Opec+ output plan fails to move oil prices
Markets shrug off the decision by oil producing nations to increase production
Melbourne/Singapore — Oil prices moved in a thin range on Friday as markets shrugged off the decision of Opec+ to increase production and questioned whether the incremental output could make up for lost supply from Russia and meet China’s growing demand amid easing Covid restrictions.
US West Texas Intermediate (WTI) crude futures dropped 29c to $116.58 a barrel at 4.08am GMT, while Brent crude futures were down 15c at $117.46 a barrel.
A decision on Thursday by Opec+ to boost output by 648,000 barrels per day (bpd) in July and August, instead of by 432,000 bpd as previously agreed, was seen as hardly enough for a tight market.
The increases were divided proportionally across the member countries, but with Russia included in the pact and members such as Angola and Nigeria already failing to meet their targets, analysts said the supply increase was likely to be less than the announced volume.
“The fact that Russia was left in the group suggests that production from the alliance will continue to struggle to meet even this modest increase in quota rises,” ANZ Research analysts said in a note.
Russian output has already dropped by 1-million bpd since its invasion of Ukraine, which Moscow calls a “special military operation”, and is likely to fall even further as the EU’s ban on Russian oil kicks in, ANZ analysts said.
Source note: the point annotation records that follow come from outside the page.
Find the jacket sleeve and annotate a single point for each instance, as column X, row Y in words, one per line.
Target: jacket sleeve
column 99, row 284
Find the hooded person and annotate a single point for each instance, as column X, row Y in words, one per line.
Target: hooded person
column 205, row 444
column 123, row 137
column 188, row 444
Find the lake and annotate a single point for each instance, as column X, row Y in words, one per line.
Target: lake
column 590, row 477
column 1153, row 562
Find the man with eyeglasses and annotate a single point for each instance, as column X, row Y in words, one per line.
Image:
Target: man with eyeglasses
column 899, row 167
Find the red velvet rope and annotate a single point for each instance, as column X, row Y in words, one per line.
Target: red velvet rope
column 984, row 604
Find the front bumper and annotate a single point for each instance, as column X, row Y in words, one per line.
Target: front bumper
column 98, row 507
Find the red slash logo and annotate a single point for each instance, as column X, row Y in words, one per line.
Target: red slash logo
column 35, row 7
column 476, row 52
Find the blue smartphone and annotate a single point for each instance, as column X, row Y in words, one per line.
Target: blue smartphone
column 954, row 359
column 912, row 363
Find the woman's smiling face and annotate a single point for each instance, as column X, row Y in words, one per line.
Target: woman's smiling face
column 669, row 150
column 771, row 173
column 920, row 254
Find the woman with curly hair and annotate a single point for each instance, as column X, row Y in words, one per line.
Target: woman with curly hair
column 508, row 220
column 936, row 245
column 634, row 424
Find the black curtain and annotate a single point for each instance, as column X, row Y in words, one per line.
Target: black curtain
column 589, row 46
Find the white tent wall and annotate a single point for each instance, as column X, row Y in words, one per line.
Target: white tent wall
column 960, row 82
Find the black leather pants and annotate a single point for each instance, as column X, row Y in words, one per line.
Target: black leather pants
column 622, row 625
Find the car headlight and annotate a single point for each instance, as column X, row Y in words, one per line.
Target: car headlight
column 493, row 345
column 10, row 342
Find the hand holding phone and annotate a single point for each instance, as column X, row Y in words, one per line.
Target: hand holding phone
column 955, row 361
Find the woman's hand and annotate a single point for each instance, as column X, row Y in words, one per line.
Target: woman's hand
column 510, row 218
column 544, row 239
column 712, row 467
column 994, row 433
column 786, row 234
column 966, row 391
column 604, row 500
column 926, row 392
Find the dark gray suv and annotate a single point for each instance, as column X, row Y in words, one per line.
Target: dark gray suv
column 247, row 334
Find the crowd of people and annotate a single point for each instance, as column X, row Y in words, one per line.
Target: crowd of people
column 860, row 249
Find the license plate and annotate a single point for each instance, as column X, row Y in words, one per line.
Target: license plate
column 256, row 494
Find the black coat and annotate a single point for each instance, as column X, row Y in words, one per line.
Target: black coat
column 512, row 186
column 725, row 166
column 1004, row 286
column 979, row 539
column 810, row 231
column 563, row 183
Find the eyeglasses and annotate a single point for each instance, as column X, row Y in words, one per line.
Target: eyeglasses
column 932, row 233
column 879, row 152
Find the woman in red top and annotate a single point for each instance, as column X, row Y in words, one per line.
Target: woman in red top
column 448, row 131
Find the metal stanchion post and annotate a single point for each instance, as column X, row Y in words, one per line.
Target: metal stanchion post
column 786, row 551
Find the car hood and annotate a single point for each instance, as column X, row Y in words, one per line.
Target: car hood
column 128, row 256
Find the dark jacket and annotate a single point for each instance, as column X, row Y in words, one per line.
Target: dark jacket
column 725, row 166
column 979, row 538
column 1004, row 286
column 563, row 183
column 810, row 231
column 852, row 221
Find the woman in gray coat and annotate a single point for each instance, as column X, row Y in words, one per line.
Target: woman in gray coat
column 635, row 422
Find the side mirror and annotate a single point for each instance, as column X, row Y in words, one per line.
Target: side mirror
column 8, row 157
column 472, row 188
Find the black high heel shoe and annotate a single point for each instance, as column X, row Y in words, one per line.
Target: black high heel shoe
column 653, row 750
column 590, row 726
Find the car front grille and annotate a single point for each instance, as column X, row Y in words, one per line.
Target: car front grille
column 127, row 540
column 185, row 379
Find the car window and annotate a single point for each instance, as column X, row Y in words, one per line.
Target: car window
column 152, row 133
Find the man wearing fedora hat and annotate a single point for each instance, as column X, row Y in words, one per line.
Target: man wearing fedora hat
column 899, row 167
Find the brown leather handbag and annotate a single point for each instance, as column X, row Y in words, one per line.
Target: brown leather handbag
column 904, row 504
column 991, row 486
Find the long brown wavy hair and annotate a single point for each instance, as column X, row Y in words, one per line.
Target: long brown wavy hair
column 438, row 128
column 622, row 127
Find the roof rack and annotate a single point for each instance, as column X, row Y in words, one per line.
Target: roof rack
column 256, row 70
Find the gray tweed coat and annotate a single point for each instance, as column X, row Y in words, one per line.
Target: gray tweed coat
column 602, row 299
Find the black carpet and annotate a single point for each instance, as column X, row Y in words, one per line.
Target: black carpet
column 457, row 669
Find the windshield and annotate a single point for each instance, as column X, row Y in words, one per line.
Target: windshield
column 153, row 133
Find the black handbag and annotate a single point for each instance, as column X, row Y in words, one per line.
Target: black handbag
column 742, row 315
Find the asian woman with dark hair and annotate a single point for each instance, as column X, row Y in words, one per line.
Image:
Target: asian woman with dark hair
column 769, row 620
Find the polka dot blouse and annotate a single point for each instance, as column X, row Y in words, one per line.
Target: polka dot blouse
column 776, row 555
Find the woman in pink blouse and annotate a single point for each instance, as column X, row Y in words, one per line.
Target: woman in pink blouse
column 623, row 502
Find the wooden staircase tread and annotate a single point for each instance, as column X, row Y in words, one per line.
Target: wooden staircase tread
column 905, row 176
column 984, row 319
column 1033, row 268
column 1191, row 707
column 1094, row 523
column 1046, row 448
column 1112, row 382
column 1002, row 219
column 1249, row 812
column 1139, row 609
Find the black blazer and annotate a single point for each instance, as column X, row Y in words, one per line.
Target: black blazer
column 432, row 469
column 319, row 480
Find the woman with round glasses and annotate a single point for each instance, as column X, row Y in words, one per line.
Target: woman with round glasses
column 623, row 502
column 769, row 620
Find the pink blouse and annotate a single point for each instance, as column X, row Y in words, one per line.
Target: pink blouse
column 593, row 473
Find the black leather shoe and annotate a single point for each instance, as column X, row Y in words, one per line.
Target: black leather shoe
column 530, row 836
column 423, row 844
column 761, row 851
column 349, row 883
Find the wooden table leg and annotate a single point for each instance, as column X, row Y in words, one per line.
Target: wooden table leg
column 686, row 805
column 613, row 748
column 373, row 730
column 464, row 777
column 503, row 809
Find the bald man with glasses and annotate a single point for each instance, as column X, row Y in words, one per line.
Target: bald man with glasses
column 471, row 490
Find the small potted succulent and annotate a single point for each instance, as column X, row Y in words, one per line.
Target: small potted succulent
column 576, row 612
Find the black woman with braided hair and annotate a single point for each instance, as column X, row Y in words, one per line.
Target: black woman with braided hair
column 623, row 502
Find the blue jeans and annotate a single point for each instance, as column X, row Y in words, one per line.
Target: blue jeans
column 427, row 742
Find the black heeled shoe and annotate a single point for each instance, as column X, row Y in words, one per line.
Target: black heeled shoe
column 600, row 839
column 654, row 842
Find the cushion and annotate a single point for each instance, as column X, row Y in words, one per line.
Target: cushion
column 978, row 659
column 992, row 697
“To put it another way, traders think the incremental increase is too small relative to the growing downside supply risks from the EU embargo amid an expected increased demand from China,” said SPI Asset Management managing partner Stephen Innes.
With daily Covid-19 cases falling, China’s financial hub Shanghai and capital, Beijing, have relaxed Covid-19 restrictions this week. The central government vowed broad support to stimulate the country’s economy, which is expected to target high fuel intensity sectors such as infrastructure and property construction.
However, analysts warned of downside risks to oil demand and prices, as Beijing has not changed its stance on Covid-19 rules.
“China’s reopening from Covid lockdowns is positive for demand for now but the country retains a zero-Covid policy so snap lockdowns can quickly erode this impact,” analysts from National Australia Bank said in a note.
Though Brent was on track to fall for the week, WTI was on course for its sixth weekly gain as US supply is seen as tight, prompting talk of fuel export curbs or a windfall profits tax on oil and gas producers.
Government data on Thursday showed US crude stockpiles fell much more than expected in the week to May 27 and petrol inventories fell, defying expectations for an increase.